Vacarme 53 / Lignes

« Sans l’ombre d’une hésitation » rencontre avec Jovan Divjak

Le 3 octobre, les citoyens de Bosnie-Herzégovine sont convoqués aux urnes pour des élections générales. La mainmise des nationalistes brouille la scène politique même si des voix dissidentes parviennent à se faire entendre. Face aux 3,1 millions d’électeurs, inscrits sur les listes électorales, plus de 8 000 candidats issus de 47 partis politiques se présentent. De quoi sera fait le visage politique de demain ? Si Jovan Divjak est profondément nostalgique du Sarajevo d’avant la guerre, il soutient un pari fort avec son association L’éducation construit la Bosnie-Herzégovine : celui de déjouer, en leur garantissant l’accès à l’éducation, le piège des haines véhiculées par ces discours nationalistes qui cherche à se refermer sur les nouvelles générations. Rencontre en deux temps, à Sarajevo, puis à Paris.

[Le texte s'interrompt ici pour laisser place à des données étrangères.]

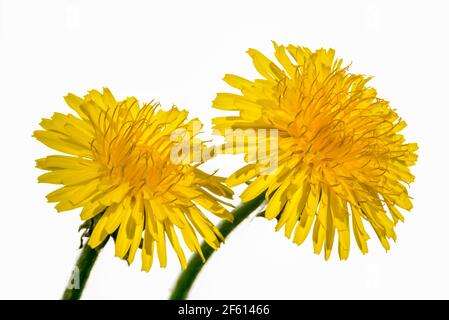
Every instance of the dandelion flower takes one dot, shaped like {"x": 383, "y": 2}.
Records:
{"x": 118, "y": 169}
{"x": 341, "y": 159}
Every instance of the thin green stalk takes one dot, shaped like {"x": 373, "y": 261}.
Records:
{"x": 188, "y": 276}
{"x": 81, "y": 272}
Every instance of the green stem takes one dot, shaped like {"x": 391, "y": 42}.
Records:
{"x": 188, "y": 276}
{"x": 81, "y": 272}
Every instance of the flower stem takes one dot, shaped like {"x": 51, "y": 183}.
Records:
{"x": 81, "y": 272}
{"x": 188, "y": 276}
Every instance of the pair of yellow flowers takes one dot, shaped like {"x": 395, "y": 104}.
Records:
{"x": 340, "y": 161}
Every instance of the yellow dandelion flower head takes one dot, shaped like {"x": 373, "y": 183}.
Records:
{"x": 119, "y": 169}
{"x": 340, "y": 154}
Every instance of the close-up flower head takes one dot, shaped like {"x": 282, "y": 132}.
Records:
{"x": 118, "y": 166}
{"x": 342, "y": 162}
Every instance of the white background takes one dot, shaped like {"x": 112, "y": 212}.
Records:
{"x": 178, "y": 52}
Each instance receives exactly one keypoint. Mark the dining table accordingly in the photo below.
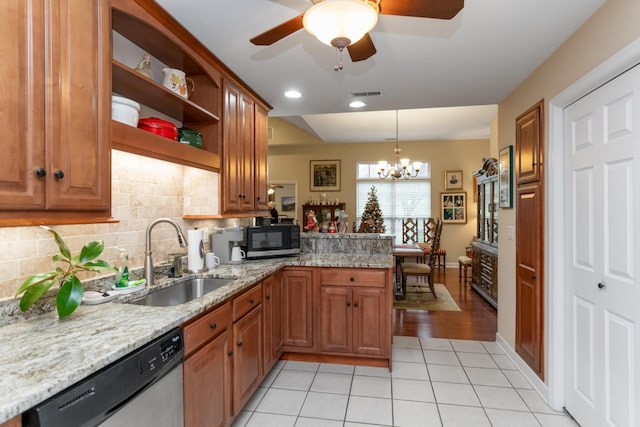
(402, 251)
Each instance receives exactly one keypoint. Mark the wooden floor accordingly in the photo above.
(477, 320)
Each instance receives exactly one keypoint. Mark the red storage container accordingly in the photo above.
(159, 127)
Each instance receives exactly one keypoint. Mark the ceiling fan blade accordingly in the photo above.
(278, 32)
(441, 9)
(362, 49)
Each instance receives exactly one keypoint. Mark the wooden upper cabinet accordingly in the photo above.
(151, 29)
(78, 105)
(22, 106)
(297, 293)
(529, 141)
(261, 183)
(244, 135)
(232, 184)
(56, 96)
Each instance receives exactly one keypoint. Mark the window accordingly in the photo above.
(398, 198)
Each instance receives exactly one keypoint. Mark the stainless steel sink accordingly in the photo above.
(182, 292)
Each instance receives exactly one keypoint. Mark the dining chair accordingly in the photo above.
(410, 233)
(423, 270)
(429, 228)
(409, 230)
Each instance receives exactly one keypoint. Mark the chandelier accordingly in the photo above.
(340, 23)
(402, 167)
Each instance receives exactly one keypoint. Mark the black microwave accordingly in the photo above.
(270, 241)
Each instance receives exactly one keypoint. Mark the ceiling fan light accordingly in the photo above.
(340, 23)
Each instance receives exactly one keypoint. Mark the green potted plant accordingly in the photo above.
(70, 294)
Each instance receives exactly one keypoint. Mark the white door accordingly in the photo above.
(602, 154)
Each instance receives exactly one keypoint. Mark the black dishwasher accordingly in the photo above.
(140, 389)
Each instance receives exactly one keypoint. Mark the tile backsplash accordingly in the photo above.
(142, 189)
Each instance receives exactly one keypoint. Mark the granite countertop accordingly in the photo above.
(44, 355)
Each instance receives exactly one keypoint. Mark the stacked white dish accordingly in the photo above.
(125, 110)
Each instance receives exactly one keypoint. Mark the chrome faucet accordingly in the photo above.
(148, 261)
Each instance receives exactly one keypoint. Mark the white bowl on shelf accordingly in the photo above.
(125, 110)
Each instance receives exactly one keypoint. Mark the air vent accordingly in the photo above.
(374, 93)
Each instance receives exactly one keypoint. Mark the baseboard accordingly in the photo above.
(536, 382)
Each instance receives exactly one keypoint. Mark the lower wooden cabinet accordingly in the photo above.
(207, 384)
(484, 271)
(247, 358)
(207, 369)
(230, 349)
(273, 326)
(297, 289)
(354, 312)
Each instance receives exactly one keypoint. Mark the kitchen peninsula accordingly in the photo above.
(43, 355)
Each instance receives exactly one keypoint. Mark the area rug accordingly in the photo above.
(424, 299)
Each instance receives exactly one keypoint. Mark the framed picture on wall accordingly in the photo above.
(453, 207)
(288, 204)
(453, 180)
(324, 175)
(505, 177)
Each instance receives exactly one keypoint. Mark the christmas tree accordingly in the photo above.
(371, 220)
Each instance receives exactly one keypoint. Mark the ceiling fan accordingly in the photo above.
(362, 48)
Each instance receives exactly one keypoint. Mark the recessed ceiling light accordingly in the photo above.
(292, 94)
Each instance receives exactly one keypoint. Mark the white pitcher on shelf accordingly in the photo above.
(176, 81)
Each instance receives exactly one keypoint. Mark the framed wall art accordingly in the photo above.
(324, 175)
(505, 177)
(453, 180)
(453, 207)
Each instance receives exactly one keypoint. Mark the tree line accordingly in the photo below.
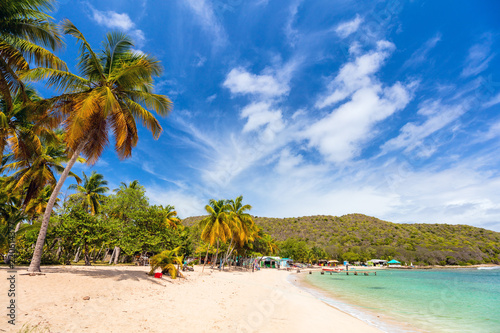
(41, 137)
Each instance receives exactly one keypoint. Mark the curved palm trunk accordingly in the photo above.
(206, 258)
(37, 254)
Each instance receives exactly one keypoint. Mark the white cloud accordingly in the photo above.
(356, 74)
(240, 81)
(345, 29)
(492, 132)
(114, 20)
(206, 18)
(186, 204)
(290, 32)
(339, 135)
(412, 135)
(479, 57)
(494, 101)
(421, 55)
(261, 114)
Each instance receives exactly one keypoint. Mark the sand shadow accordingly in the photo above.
(116, 273)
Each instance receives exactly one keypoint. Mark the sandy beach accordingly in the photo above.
(125, 299)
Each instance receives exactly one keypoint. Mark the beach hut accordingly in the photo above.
(376, 262)
(322, 262)
(332, 262)
(285, 262)
(270, 262)
(394, 263)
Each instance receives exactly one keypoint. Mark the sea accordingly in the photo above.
(415, 300)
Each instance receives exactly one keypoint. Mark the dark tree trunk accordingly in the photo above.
(87, 255)
(37, 254)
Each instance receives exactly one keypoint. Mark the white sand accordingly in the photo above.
(125, 299)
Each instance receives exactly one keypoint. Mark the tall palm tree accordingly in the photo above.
(215, 227)
(25, 124)
(132, 185)
(35, 168)
(113, 91)
(170, 216)
(36, 206)
(241, 224)
(25, 33)
(91, 193)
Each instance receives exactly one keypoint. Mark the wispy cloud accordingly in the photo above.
(356, 74)
(240, 81)
(421, 55)
(479, 57)
(345, 29)
(438, 115)
(493, 101)
(119, 21)
(204, 11)
(340, 135)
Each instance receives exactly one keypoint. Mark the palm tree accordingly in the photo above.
(269, 244)
(241, 223)
(132, 185)
(167, 260)
(25, 124)
(23, 28)
(91, 193)
(37, 206)
(170, 218)
(215, 226)
(113, 92)
(35, 168)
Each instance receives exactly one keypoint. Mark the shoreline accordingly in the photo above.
(126, 299)
(375, 319)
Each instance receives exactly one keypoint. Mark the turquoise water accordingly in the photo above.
(454, 300)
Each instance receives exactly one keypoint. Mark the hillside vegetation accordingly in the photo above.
(357, 237)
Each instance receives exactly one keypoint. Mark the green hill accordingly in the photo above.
(356, 237)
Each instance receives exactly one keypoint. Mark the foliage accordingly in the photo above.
(91, 193)
(166, 260)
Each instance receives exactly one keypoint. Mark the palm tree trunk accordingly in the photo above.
(77, 255)
(216, 254)
(117, 255)
(112, 256)
(98, 254)
(86, 255)
(37, 254)
(206, 258)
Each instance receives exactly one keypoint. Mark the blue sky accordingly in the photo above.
(388, 108)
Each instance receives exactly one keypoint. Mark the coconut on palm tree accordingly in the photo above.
(241, 223)
(36, 167)
(91, 193)
(215, 227)
(113, 91)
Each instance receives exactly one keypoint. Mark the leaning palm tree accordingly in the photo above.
(167, 260)
(215, 225)
(113, 91)
(26, 32)
(132, 185)
(36, 167)
(170, 216)
(91, 193)
(241, 224)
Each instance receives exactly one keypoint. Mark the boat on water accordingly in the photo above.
(332, 269)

Né à Belgrade en 1937 d’un père serbe de Serbie et d’une mère serbe de Bosnie, Jovan Divjak a vécu son enfance entre la Serbie, la Roumanie, et la Bosnie selon les lieux où enseignait son père instituteur, avant de partir au moment de la séparation de ses parents en Voïvodine avec sa mère et sa sœur. De son père, qui a résisté aux Allemands pendant la guerre, et sa mère, ouvrière et communiste, Jovan Divjak a pris le goût de l’engagement politique et de la parole vive. À 18 ans, il prend sa carte au Parti puis rejoint l’École des cadets, seule façon de faire des études gratuites. Officier de la garde de Tito, il parle aujourd’hui encore de ce dernier comme d’un « socialiste sincère », un « artisan de la paix », et peine à revenir sur d’autres aspects sinistres de l’histoire. Il reste attaché à la constitution de 1974 « qui poursuivait la décentralisation en donnant plus de pouvoir aux républiques et instituait un système de rotation de la présidence qui était collective ». Le jeune officier est d’abord nommé à Sarajevo en 1966 plutôt qu’à Belgrade, mais dès son arrivée la ville l’enchante et il ne la quittera plus. « C’est là où j’ai choisi de vivre depuis quarante-quatre ans. Sarajevo m’a fait ouvrir les yeux en grand ; j’étais étonné de voir une ville recelant de si grandes qualités humaines, comme la tolérance et la générosité. J’étais complètement sous le charme. » C’est à Sarajevo donc que nous l’avons rencontré en novembre 2009, avant de le retrouver quelques mois plus tard à Paris. Là-bas, nous l’avions d’abord croisé au vernissage de la première exposition publique des photos de la guerre organisée par le Centre André Malraux. Un peu plus tard, dans une salle de réunion où il prononçait un discours pour l’ouverture d’une journée rassemblant les responsables d’une myriade de petites associations. Puis, dans la maison où est installée l’association L’éducation construit la Bosnie-Herzégovine. Et enfin dans les rues, au marché, dans tous les espaces publics, où les hommes, les femmes, les enfants de la ville viennent à sa rencontre, traversent pour le saluer, lui serrer la main, lui sourire, lui parler. Car, si Jovan Divjak est considéré comme un traître en République serbe de Bosnie, il est devenu un héros du côté de la Fédération de Bosnie-et-Herzégovine.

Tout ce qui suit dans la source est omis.